Processing time: Transcoding a 10-minute 4K video can take 30+ minutes. This must be fully async with progress tracking.
Trade-offs & Follow-ups
These are the questions interviewers love to ask. Having good answers ready shows depth.
Celebrity Accounts (millions of followers)
Use the hybrid fan-out approach. Do not push to all followers. Instead, maintain a “popular account” flag. When a follower opens their feed, pull recent posts from popular accounts they follow. Combine with the pre-computed posts from normal accounts.

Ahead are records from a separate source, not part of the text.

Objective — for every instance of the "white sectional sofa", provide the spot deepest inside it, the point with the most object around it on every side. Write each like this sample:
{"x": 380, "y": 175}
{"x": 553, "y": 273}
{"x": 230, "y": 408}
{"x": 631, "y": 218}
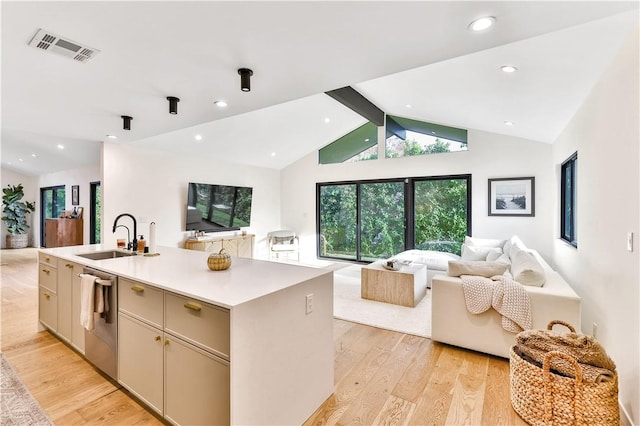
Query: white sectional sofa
{"x": 453, "y": 324}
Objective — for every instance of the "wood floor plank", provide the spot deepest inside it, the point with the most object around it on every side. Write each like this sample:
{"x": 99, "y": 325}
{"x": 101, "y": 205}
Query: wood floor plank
{"x": 468, "y": 391}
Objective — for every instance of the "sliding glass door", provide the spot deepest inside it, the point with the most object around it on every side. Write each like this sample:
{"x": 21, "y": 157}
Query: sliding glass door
{"x": 369, "y": 220}
{"x": 52, "y": 204}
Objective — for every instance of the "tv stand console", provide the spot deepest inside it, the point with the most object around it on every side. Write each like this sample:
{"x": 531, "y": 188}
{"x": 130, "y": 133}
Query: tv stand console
{"x": 234, "y": 245}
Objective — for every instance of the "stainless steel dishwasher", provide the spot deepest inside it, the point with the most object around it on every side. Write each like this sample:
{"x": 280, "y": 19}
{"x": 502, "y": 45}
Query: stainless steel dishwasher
{"x": 101, "y": 343}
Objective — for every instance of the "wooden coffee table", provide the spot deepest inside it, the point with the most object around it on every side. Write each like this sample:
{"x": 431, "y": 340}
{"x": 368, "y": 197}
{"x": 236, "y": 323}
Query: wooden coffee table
{"x": 405, "y": 287}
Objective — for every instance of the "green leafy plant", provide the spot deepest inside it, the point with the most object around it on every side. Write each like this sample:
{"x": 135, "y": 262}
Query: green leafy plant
{"x": 14, "y": 210}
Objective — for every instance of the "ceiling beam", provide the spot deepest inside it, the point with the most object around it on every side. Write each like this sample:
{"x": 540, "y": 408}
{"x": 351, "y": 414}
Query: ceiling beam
{"x": 349, "y": 97}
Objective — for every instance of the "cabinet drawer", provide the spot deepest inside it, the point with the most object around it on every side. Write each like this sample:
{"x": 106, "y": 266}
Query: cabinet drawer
{"x": 48, "y": 276}
{"x": 199, "y": 323}
{"x": 48, "y": 308}
{"x": 141, "y": 301}
{"x": 48, "y": 259}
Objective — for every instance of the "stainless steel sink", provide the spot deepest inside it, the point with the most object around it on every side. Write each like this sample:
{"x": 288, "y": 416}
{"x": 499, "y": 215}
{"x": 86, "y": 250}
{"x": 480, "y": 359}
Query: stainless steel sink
{"x": 102, "y": 255}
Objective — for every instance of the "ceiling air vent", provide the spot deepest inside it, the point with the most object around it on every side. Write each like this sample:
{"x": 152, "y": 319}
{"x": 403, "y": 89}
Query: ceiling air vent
{"x": 46, "y": 40}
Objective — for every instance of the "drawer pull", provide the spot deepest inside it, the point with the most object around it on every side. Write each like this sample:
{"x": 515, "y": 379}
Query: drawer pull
{"x": 193, "y": 306}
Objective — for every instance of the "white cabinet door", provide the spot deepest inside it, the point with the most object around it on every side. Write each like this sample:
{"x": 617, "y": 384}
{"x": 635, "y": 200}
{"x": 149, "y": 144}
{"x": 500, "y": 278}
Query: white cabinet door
{"x": 196, "y": 385}
{"x": 140, "y": 360}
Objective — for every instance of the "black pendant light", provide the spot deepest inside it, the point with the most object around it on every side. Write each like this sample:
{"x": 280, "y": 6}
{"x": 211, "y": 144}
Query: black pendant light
{"x": 245, "y": 79}
{"x": 173, "y": 104}
{"x": 126, "y": 122}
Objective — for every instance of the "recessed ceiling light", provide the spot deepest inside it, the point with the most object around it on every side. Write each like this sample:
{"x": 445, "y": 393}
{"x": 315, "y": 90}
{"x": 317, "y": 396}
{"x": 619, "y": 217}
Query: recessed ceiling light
{"x": 482, "y": 24}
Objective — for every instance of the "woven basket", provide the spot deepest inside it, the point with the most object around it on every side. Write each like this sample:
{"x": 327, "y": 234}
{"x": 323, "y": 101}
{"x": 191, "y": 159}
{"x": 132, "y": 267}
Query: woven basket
{"x": 542, "y": 397}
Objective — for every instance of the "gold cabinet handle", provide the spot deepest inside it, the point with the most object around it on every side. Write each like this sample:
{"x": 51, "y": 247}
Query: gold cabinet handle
{"x": 193, "y": 306}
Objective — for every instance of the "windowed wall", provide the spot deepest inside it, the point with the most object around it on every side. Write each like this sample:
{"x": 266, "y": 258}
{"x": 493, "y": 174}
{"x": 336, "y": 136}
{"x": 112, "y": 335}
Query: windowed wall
{"x": 568, "y": 214}
{"x": 369, "y": 220}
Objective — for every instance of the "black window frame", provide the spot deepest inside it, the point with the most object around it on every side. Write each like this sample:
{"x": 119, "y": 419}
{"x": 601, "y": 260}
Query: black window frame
{"x": 409, "y": 188}
{"x": 568, "y": 173}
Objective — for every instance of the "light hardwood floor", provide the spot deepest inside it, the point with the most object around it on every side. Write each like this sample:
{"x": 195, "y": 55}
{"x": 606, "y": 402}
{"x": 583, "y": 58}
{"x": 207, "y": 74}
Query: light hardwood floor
{"x": 381, "y": 377}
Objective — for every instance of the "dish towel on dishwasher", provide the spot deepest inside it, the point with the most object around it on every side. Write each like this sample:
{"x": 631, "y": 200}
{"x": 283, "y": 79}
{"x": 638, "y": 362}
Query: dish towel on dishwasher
{"x": 87, "y": 294}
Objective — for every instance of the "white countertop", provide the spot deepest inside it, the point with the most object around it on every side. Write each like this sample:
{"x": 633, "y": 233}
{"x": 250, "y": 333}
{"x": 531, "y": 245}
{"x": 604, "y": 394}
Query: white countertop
{"x": 185, "y": 272}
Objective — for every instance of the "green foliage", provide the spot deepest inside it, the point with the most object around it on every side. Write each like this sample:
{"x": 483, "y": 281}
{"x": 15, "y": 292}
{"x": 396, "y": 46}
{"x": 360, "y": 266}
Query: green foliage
{"x": 14, "y": 210}
{"x": 440, "y": 218}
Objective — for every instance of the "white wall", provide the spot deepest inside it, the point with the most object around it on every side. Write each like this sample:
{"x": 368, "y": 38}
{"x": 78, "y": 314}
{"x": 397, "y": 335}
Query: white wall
{"x": 605, "y": 133}
{"x": 81, "y": 177}
{"x": 152, "y": 186}
{"x": 29, "y": 184}
{"x": 489, "y": 156}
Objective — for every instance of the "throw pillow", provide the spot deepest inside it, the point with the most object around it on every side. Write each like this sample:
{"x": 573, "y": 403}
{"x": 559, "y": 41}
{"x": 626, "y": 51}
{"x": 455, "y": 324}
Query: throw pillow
{"x": 479, "y": 268}
{"x": 483, "y": 242}
{"x": 527, "y": 270}
{"x": 478, "y": 253}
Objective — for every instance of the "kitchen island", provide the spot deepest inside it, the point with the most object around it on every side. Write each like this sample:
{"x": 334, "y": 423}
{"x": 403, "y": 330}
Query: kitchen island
{"x": 252, "y": 344}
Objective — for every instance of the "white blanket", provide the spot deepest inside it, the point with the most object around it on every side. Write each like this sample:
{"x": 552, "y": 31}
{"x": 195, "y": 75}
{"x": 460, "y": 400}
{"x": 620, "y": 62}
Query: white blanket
{"x": 506, "y": 296}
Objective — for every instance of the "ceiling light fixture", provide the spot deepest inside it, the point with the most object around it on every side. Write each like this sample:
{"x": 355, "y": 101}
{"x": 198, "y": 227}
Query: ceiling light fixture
{"x": 482, "y": 24}
{"x": 126, "y": 122}
{"x": 245, "y": 79}
{"x": 173, "y": 104}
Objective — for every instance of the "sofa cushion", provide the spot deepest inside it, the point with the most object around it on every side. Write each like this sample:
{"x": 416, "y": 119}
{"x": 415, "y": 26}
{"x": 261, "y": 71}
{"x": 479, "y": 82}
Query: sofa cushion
{"x": 434, "y": 260}
{"x": 526, "y": 269}
{"x": 480, "y": 268}
{"x": 483, "y": 242}
{"x": 478, "y": 253}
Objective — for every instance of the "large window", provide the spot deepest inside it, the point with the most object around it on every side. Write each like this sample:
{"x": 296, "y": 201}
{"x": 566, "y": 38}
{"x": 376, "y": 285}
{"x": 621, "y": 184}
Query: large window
{"x": 369, "y": 220}
{"x": 568, "y": 200}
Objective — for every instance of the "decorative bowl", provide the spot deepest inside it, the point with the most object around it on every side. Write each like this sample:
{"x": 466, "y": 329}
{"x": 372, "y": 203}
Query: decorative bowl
{"x": 219, "y": 261}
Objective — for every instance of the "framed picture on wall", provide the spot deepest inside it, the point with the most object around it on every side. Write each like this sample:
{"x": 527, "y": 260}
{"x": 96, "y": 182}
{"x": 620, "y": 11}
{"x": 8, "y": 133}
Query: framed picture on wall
{"x": 512, "y": 197}
{"x": 75, "y": 195}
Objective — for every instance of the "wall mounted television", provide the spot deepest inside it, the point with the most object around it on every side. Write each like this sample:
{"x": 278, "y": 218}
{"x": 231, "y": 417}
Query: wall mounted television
{"x": 216, "y": 208}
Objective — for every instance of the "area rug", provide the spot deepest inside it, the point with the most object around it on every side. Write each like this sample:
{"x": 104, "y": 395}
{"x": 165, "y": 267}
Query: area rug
{"x": 18, "y": 406}
{"x": 348, "y": 305}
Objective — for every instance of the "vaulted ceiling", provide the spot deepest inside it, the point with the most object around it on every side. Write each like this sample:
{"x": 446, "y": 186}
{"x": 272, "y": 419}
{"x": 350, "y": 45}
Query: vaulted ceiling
{"x": 395, "y": 53}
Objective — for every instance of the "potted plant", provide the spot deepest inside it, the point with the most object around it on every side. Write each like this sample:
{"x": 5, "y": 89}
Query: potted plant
{"x": 14, "y": 214}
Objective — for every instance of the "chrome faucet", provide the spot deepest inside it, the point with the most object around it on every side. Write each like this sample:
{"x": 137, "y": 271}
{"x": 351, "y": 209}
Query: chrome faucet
{"x": 134, "y": 243}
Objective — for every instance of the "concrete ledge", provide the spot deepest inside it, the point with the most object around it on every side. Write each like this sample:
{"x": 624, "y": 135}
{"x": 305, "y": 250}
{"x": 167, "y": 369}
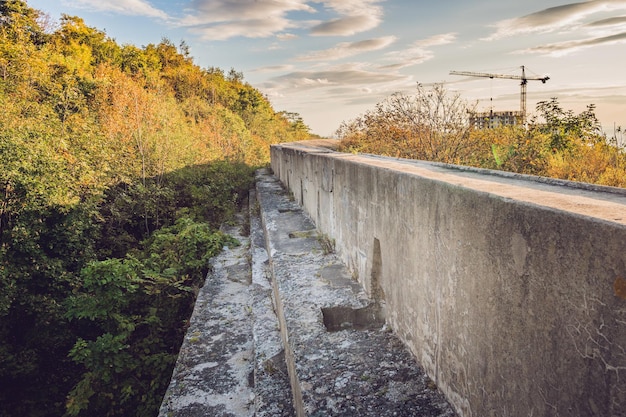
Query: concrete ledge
{"x": 510, "y": 291}
{"x": 361, "y": 369}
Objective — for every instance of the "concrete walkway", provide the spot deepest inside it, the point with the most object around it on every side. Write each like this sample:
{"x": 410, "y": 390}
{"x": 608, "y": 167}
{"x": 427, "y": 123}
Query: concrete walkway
{"x": 280, "y": 328}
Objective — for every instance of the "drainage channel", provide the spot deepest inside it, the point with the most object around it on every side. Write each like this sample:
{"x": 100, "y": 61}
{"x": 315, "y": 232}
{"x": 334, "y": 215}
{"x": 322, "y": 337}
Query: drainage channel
{"x": 342, "y": 359}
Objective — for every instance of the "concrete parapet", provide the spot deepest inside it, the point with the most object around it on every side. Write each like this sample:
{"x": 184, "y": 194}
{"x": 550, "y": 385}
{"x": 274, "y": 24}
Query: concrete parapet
{"x": 341, "y": 360}
{"x": 509, "y": 290}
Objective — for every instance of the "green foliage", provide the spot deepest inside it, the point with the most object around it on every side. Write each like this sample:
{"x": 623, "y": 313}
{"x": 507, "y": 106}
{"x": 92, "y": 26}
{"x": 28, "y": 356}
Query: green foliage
{"x": 432, "y": 126}
{"x": 129, "y": 317}
{"x": 118, "y": 165}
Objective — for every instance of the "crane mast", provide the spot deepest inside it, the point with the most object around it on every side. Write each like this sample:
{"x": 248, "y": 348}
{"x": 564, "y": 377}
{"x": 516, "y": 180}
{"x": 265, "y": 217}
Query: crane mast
{"x": 523, "y": 82}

This limits the write storm while keeping feed latency acceptable.
Stories (ephemeral content)
Stories expire after 24 hours. This means storage cleanup is critical. Use TTL-based expiration in Redis for story metadata. Store media in object storage with lifecycle policies that auto-delete after 24 hours. Pre-compute a “story ring” (carousel of stories from followed users) and cache it with a short TTL (1-2 minutes).
Content Moderation
At scale, automated moderation is essential. Use a pipeline: image/video fingerprinting (to detect known bad content), ML classification models (to detect nudity, violence, hate speech), and human review for edge cases. Reports from users feed back into the ML models. This is a queue-based async pipeline.
Copyright on YouTube
YouTube uses Content ID: a fingerprinting system where copyright holders upload reference files. When a new video is uploaded, it is fingerprinted and compared against the Content ID database. Matches trigger actions: block, monetize (share revenue), or track (allow but notify the copyright holder). This runs as part of the async processing pipeline.
Comparison Table
Concern
Instagram
YouTube
Primary media
Photos (2 MB avg)
Video (50 MB avg)
Storage growth
~73 TB/year
~263 PB/year
Bandwidth
~1 PB/day
~250 PB/day
Processing
Resize + compress
Transcode to 5+ resolutions
Delivery
Static file from CDN
Adaptive streaming (HLS/DASH)
Feed model
Pre-computed + pull hybrid
Recommendation-driven
Caching
Aggressive (photos are static)
Moderate (multiple quality variants)
Real-time needs
Stories (24h TTL)
Live streaming (ultra-low latency)
Self-Check
Before walking into an interview on this topic, make sure you can answer each of these:
Can you estimate storage and bandwidth requirements from user counts?
Why use cursor-based pagination instead of offset-based for feeds?
What is the fan-out problem, and what are the three strategies to solve it?
When would you choose push vs. pull for feed generation?
Why does the hybrid approach use a threshold (e.g., 10K followers)?
How does an inverted index make search fast?
What is TF-IDF, and why does it work better than simple keyword matching?
Why use presigned URLs for media uploads instead of proxying through API servers?
What role does a message queue play in media processing?
How does adaptive bitrate streaming work, and why is it needed for video?
What is the difference between CDN caching and application-level caching?
How would you handle a celebrity account with 100M followers differently from a normal account?